Tabii hiç olmadı böyle bir şey. Yoksa bu acı yaşanmazdı.
Elektrik kontağı, trafo yüklendi bu kez de ihmalleri üstüne.
Bundan sonrası yavruların defin işlemi için ailelerin yanında olmak, ailelere psikolojik destek, maddi yardım falan diye sıralanır durur. Tabii öncesinde Allah’tan rahmet eylesin sözleriyle mekanlarının cennet olması dilenir. Para yardımı yapılır. Böyledir hep. Ölen öldüğüyle kalır. Onlar bir kez kavrulur. Anaların yüreği ölene kadar…
İş işten geçtikten sonra sorumlular bulunacak, cezalar verilecek…
Neye yarar…
“Ne yapalım kaza işte!” diyenler, gelecek “kaza”lara engel olmak üzere bundan sonrası için denetlemelere ve alınacak önlemlere önem verilmesi için çaba gösterirler mi acaba?

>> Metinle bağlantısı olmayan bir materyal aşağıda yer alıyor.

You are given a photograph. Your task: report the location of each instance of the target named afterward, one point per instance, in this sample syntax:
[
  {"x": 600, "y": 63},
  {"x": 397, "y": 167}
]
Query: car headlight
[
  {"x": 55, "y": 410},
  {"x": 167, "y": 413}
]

Aladağ ilçesine getirilen kızların köylerine bakıyoruz da fakirlik diz boyu. Hatta bazıları tekrar mahalle sayılan köyler bunlar. İlçeye 25 kilometre uzaklıktalar en az. Ve 300-400 kişi yaşıyor. Hiçbir şey yok köylerinde. Sağlık ocağı, PTT, su şebekesi, kanalizasyon yok. Bazısında ilkokul yok.Yukarıda alınacak önlemlere değinirsek o kadar yollar, 3. köprüler, metrobüsler, deniz altı taşımacılığı, metrolar, yolları kısaltan köprülere harcanan paraların en minik kısmıyla o köylere ve onlar gibi köylere Yeni Türkiye adı altında yatırımlar yapılamaz mı acaba? Hiç olmazsa taşımalı eğitim yapılamaz mı, yapılamaz mıydı? Yoksa hiçbir şey yapılmak istenmiyor da çocuklar böyle yurtlarda mı toplansın isteniyor? Hepimiz bu yurtların cemaat yurtları olduğunu biliyoruz.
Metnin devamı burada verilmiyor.